Read through homeopathic eyes, this is a familiar case. Each of its components is in the Materia medica. The forsaken feeling and the rupture in the maternal bond point toward Lac maternum. The articulate, intellectualized compensation built over a more fragile core suggests Lycopodium or Tungstenium. The sense of being divided into two opposing wills opens toward Anacardium or Naja. The arrested adolescent unable to grow into a gendered adult identity speaks to Baryta carbonica. The patient who feels lighter than air, ungrounded, not quite incarnated, recalls Hydrogenum, Helium, or Iridium. These are not novel remedies invented for a new condition. They are remedies long established in the Materia medica for the very dynamics that the contemporary patient with gender dysphoria brings to the consultation room.
The homotoxicological position
There is one further framing that gives me confidence about the prognosis in these cases, and it comes from Reckeweg’s homotoxicological model. In that six-stage progression of disease, gender dysphoria sits at Phase 3 — the deposition phase, where the unprocessed emotional material has been laid down as obsession and fixed thought. This is significant because Phase 3 is still reversible. The threshold of structural impregnation, where the disturbance becomes embedded in the tissues of the personality, has not yet been crossed.
What this means clinically is that the patient who arrives in my consulting room with gender dysphoria — even after years of distress, even after a transition has begun — is not in a state from which return is closed. The vital force is still capable of reorganizing itself around a less suppressed, more integrated self. A well-chosen remedy can open a window of internal movement during which emotional material that has frozen for years becomes fluid and accessible again.
A condition we are made to treat
Homeopathy was not designed for surgical questions. It was designed for the precise kind of condition that gender dysphoria is now understood to be — a state of mental-emotional disturbance, often rooted in early relational rupture, often expressed through the body, often entangled with anxiety, depression, eating-disordered behavior, and the sense of not belonging. We have two hundred years of carefully observed remedies for this terrain. We have a method of case-taking that begins with the totality of symptoms rather than with the name of the malady. We have, in the homotoxicological model, a reason to believe that the disturbance remains reversible at the stage where most of these patients come in.

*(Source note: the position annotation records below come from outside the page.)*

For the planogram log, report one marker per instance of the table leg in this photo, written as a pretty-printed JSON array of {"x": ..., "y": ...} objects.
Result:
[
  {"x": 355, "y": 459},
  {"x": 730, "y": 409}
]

The international evidence reviews have done the homeopath service. They have shown that the conventional question — should this patient transition? — is not the right first question. The right first question is the one homeopathy has always asked: who is this person, and what does the totality of her symptoms tell us about the disturbance of her vital force? When that question is asked first, gender dysphoria turns out to be a homeopathic case. It always was.